This blog post explores a little bit of raft, etcd, Go and the horrible rakes we walked into during my time at InfluxData. After taking some time to better understand some of the core concepts under etcd, I think I've finally got my head around an issue I opened that never got any attention, but that sat in my subconscious unsolved (at-least from my own understanding perspective).

Where we're going, we don't need consistency.

Back in 2020 I was working at InfluxData on their (then latest) cloud platform. This platform was managed and intended to be a "scales automatically based on your usage" type system.
We heavily leveraged Go and etcd to build some of the backing metadata components of our cloud version of InfluxDB. InfluxDB Cloud 2 (as it was known back then) was originally forked from the open-source codebase, however, it was considerably cannibalised and re-implemented particularly around this time. The goal of these changes made internally was to decompose InfluxDB open-source into separate services we could iterate on and scale independently.
That said, it still came with a lot of the abstractions originally set down in InfluxDB v2 OSS. In particular, we leveraged an internal key-value store abstraction based on BoltDB. This abstraction lives on today in the open-source InfluxDB v2 branch (my grubby little hands are still all over it). In the open-source version of Influx we leveraged BoltDB directly behind this abstraction.
In our cloud product we had an alternative implementation which was instead backed by etcd. This allowed us to horizontally scale replicas of the services we had broken off of the original InfluxDB implementation. The abstraction (an interface called kv.Store) we had to work with provided a functional transaction interface. You provide a function and the runtime provides this function with a client on which to performance operations. The runtime then provides some guarantees around transactionality for the lifetime of the function call.
This particular transaction interface is quite a bit disconnected from how transactions look on the etcd API itself. Etcd supports (as they call it) "mini-transactions" in a single RPC call. In order to map the experience we wanted in code onto the etcd RPC API, we leveraged an implementation of software-transactional memory (STM). The STM we leveraged is actually an implementation directly available (to this day) in the etcd codebase.

Back to the future revision.

For a while, everything we were doing was OK. I say OK because we had plenty of issues building features on top of these constructs. However, they weren't necessarily all outage level defects, only some.
We had built a bunch of abstractions around storing more document like structures in etcd through this store abstraction. Along the way we added a bunch of features to create and manage things like secondary indexes and migrations.
However, one day (around September 2020) SRE made an observation about how we were communicating between our applications and our instances of etcd. They noted our application instances were doing a single DNS round-robbin to discover a random etcd replica, then for the lifetime of that instance they would only communicate with that single replica. This meant that sometimes we would get into a situation where the traffic volume on our replicas was not balanced.
Etcd uses gRPC for communication, and the etcd codebase included a custom client-side load balancing strategy. SRE did some work to leverage this with the goal of more even distribution of traffic to etcd.
The change was tested in a non-production environment and all seemed well. However, as we would later find realize, the staging environments and workloads weren't quite as representative of production ones as we would've hoped. So, unawares of what awaited us, off to production we went.
mvcc: required revision is a future revision
We quickly found this particular error message popping up all over the place. Our API was soon returning 500s and our internal task scheduling system was backing up fast. It didn't take long for the platform to take a nose dive and a sev 1 incident was declared.
Fortunately, we were all used to assuming it was our own actions taking down production, so the recent changes were quickly reverted. Peace was restored and we went back to the drawing board.
A quick GitHub search turned up this (then) 3 month old issue. This issue pointed the finger at the STM code we were also using from the etcd codebase. It was comforting to see we probably had the smoking gun.
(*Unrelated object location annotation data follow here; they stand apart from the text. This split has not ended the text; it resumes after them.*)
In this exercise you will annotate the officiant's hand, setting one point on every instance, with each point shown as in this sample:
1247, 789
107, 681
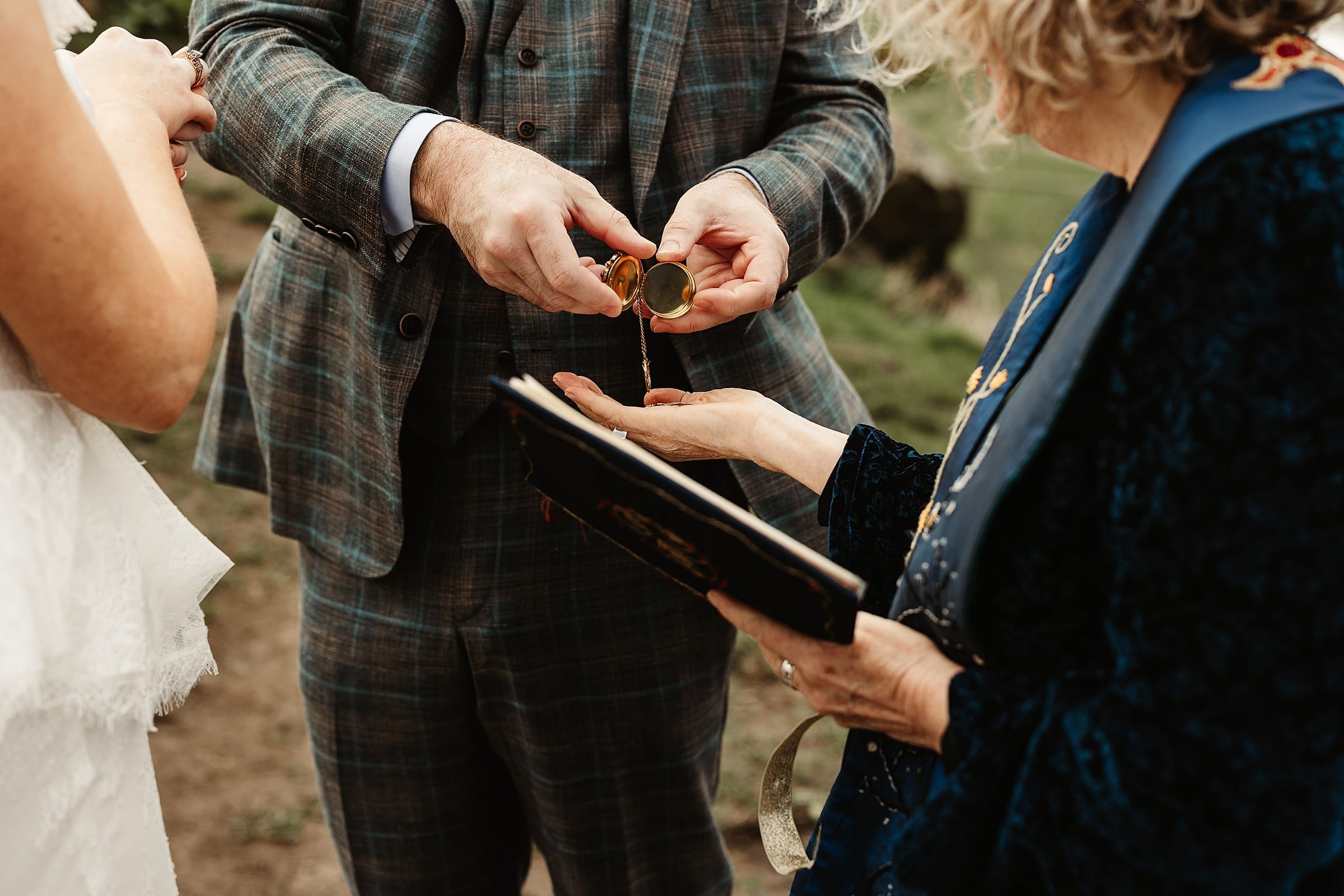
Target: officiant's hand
724, 423
510, 210
726, 234
892, 679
However, roll on December and the issue was closed because it had become stale.

If My Calculations Are Correct

The original issue, referenced above, points directly at the root cause of the problem. In the STM implementation there is an assumption which falls flat on its face when used in conjunction with client-side load balancing.
To understand the assumption, it helps to first get an understanding of how the STM works in the first place.
The STM interface looks like this:
// STM is an interface for software transactional memory.
type STM interface {
	// Get returns the value for a key and inserts the key in the txn's read set.
	// If Get fails, it aborts the transaction with an error, never returning.
	Get(key ...string) string
	// Put adds a value for a key to the write set.
	Put(key, val string, opts ...v3.OpOption)
	// Rev returns the revision of a key in the read set.
	Rev(key string) int64
	// Del deletes a key.
	Del(key string)

	// commit attempts to apply the txn's changes to the server.
	commit() *v3.TxnResponse
This type allows us to get, put, delete and check the revision of keys during the lifetime of the transaction. When you create an STM, it has a configurable isolation level and by default (when calling concurrency.NewSTM) this level is set to the highest isolation level, serializeable snapshot.
	// SerializableSnapshot provides serializable isolation and also checks
	// for write conflicts.
	SerializableSnapshot Isolation = iota
Remember I mentioned that etcd supports (in their words) "mini-transactions". Etcd has no concept of sessions or transactions that span multiple RPC calls. The gRPC interface exposed has support for range, put, delete and txn methods.
The txn RPC call is actually just a single RPC call with an if ([]cond) then ([]ops) else ([]ops) structure. If all the conditions of your transaction hold true, then the then operations execute, otherwise, the else operations execute. The kinds of conditions supported are e.g. equality or boundary comparisons on a particular key's value, as well as asserting that a key has or hasn't been modified since some revision.
The caller has to know all of the conditions ahead of making this single RPC call. Being able to make comparison on e.g. a keys last modified revision, allows the caller to create some guarantees between RPC calls during a transactions condition checks. For example, only do the following operations (e.g. put foo=bar) if key baz has not been modified (mod revision == some revision number we previously observed).
If the conditions resolve to false, the else operations are performed and the resulting transaction response has a boolean saying that it did not succeed. This isn't an error condition, it is just that the conditions did not hold true at etcd's revision when applied to the replication log.
The STM code takes advantage of this to ensure there are no write conflicts (as mentioned in the isolation level description). When you call Put or Delete on the STM interface, it doesn't actually perform those calls inline. It instead caches the operation in memory, and is quietly building a transaction call which is only submitted when you return from the function.
After the function you supply returns, the STM code will submit a transaction with conditions regarding the keys interacted with during the transaction. This is to ensure they have not been modified during the transaction. If they have not been modified, the then clause is executed and your Put and Delete operations are submitted to the store. However, if the transaction returns unsuccessful, the STM code will actually retry your entire function again with a fresh slate.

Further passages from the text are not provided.